Deirdre Barrett, Ph.D. is a clinical psychologist, teaches at Harvard Medical School, and is author of The Committee of Sleep: How Artists, Scientists, and Athletes Use their Dreams for Creative Problem Solving-and How You Can Too.
A quote from the book: “It is a common experience that a problem difficult at night is resolved in the morning after the committee of sleep has worked on it.” Writer John Steinbeck
Solving problems and coming up with ideas while sleeping
In his post Hacking Creativity, science writer Steven Kotler notes an Inc. magazine article about “what kind of peculiar mind-hacks top innovators use to come up with their ideas and—the strange part—it opens with a discussion of inventor and futurist Ray Kurzweil’s employment of lucid dreaming to solve vexing engineering problems.”
He quotes from the article:
Every evening before bed, Kurzweil plucks out a vexing problem—perhaps a business strategy, a technical conundrum, or even an interpersonal issue. First he posits the characteristics of a potential solution. Take, for example, the extraskeletal walking system for paraplegics that he’s considering developing. He wants it to be simple enough for a user to put on without help. Lying in bed, Kurzweil begins to fantasize about such a system, sometimes imagining that he’s giving a speech about how he reached his conclusions. “This has the purpose of seeding your subconscious to influence your dreams,” he says. Then he drifts off to sleep.

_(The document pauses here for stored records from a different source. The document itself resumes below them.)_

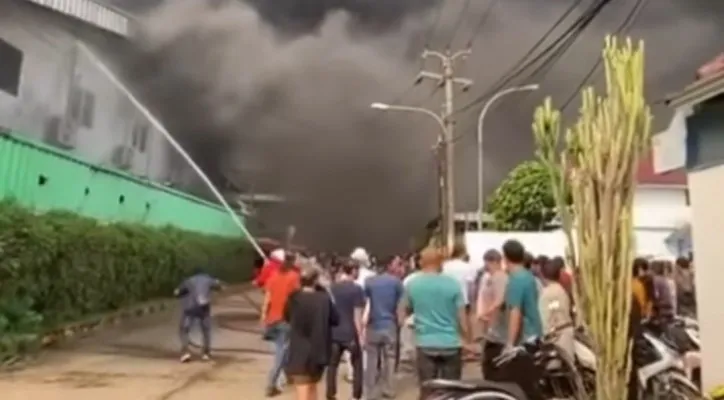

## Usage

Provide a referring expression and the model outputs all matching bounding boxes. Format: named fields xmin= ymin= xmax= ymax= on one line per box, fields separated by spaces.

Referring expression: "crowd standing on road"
xmin=171 ymin=240 xmax=696 ymax=400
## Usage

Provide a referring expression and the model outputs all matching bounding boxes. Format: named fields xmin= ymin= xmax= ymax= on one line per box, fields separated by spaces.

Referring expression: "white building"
xmin=654 ymin=54 xmax=724 ymax=391
xmin=634 ymin=149 xmax=690 ymax=258
xmin=0 ymin=0 xmax=171 ymax=181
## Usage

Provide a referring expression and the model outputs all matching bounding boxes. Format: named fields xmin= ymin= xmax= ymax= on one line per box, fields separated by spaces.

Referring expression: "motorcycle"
xmin=575 ymin=324 xmax=701 ymax=400
xmin=423 ymin=325 xmax=583 ymax=400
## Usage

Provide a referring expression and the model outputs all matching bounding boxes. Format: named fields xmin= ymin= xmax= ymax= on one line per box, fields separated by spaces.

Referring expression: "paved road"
xmin=0 ymin=294 xmax=424 ymax=400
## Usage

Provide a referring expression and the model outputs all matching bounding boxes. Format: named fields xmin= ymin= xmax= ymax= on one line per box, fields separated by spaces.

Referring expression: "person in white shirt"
xmin=345 ymin=247 xmax=376 ymax=382
xmin=400 ymin=269 xmax=421 ymax=362
xmin=442 ymin=244 xmax=478 ymax=357
xmin=349 ymin=247 xmax=375 ymax=289
xmin=442 ymin=245 xmax=477 ymax=313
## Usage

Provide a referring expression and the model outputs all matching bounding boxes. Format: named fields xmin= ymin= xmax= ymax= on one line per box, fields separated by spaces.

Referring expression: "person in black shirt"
xmin=327 ymin=263 xmax=365 ymax=400
xmin=284 ymin=267 xmax=339 ymax=400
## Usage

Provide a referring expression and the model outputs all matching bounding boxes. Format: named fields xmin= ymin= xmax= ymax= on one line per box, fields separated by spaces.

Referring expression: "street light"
xmin=478 ymin=83 xmax=540 ymax=230
xmin=370 ymin=103 xmax=447 ymax=138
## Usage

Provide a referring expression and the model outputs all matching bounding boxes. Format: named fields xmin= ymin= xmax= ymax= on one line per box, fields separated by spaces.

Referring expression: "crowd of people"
xmin=171 ymin=240 xmax=695 ymax=400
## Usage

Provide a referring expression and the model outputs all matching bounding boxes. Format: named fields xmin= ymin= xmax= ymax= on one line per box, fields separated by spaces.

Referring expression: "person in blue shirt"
xmin=483 ymin=240 xmax=543 ymax=400
xmin=174 ymin=268 xmax=222 ymax=362
xmin=405 ymin=248 xmax=470 ymax=398
xmin=364 ymin=263 xmax=404 ymax=400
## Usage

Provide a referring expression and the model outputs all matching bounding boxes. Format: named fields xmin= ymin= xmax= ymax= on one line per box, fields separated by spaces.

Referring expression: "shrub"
xmin=0 ymin=201 xmax=252 ymax=338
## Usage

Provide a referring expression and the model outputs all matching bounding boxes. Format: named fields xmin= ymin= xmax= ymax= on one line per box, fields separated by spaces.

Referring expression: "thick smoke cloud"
xmin=117 ymin=0 xmax=442 ymax=250
xmin=109 ymin=0 xmax=724 ymax=251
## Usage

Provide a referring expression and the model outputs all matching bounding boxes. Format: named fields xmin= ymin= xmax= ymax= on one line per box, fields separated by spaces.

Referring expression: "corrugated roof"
xmin=666 ymin=54 xmax=724 ymax=107
xmin=25 ymin=0 xmax=130 ymax=37
xmin=636 ymin=152 xmax=687 ymax=186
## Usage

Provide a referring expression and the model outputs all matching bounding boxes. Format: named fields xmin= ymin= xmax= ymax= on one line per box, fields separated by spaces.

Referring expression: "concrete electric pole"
xmin=418 ymin=49 xmax=473 ymax=252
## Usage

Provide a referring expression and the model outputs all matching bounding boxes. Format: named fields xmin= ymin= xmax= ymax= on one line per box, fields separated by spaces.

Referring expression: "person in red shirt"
xmin=260 ymin=253 xmax=300 ymax=397
xmin=254 ymin=249 xmax=285 ymax=288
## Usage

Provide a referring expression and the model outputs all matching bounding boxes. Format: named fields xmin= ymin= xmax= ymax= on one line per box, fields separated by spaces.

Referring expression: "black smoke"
xmin=104 ymin=0 xmax=724 ymax=251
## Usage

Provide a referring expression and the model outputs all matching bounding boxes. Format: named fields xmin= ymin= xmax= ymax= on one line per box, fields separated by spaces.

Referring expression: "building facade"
xmin=0 ymin=0 xmax=171 ymax=181
xmin=654 ymin=68 xmax=724 ymax=390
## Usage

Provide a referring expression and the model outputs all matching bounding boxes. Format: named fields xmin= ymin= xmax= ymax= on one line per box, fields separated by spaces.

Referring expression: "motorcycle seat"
xmin=422 ymin=379 xmax=528 ymax=400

Kotler notes that a number of researchers such as Stephen LeBarge (author of the book Lucid Dreaming: A Concise Guide to Awakening in Your Dreams and in Your Life) have “done outstanding work in the field, including pioneering well-validated techniques for learning how to wake oneself up mid-dream. What hasn’t been so well-studied is the other thing that I find curious: the idea of using lucid dreams as a creative problem-solver.”
He goes on to describe how the brain’s extrinsic and intrinsic pattern recognition systems may help explain lucid dreaming.
Fascinating stuff – though I have not tried to use lucid dreaming myself. Have you?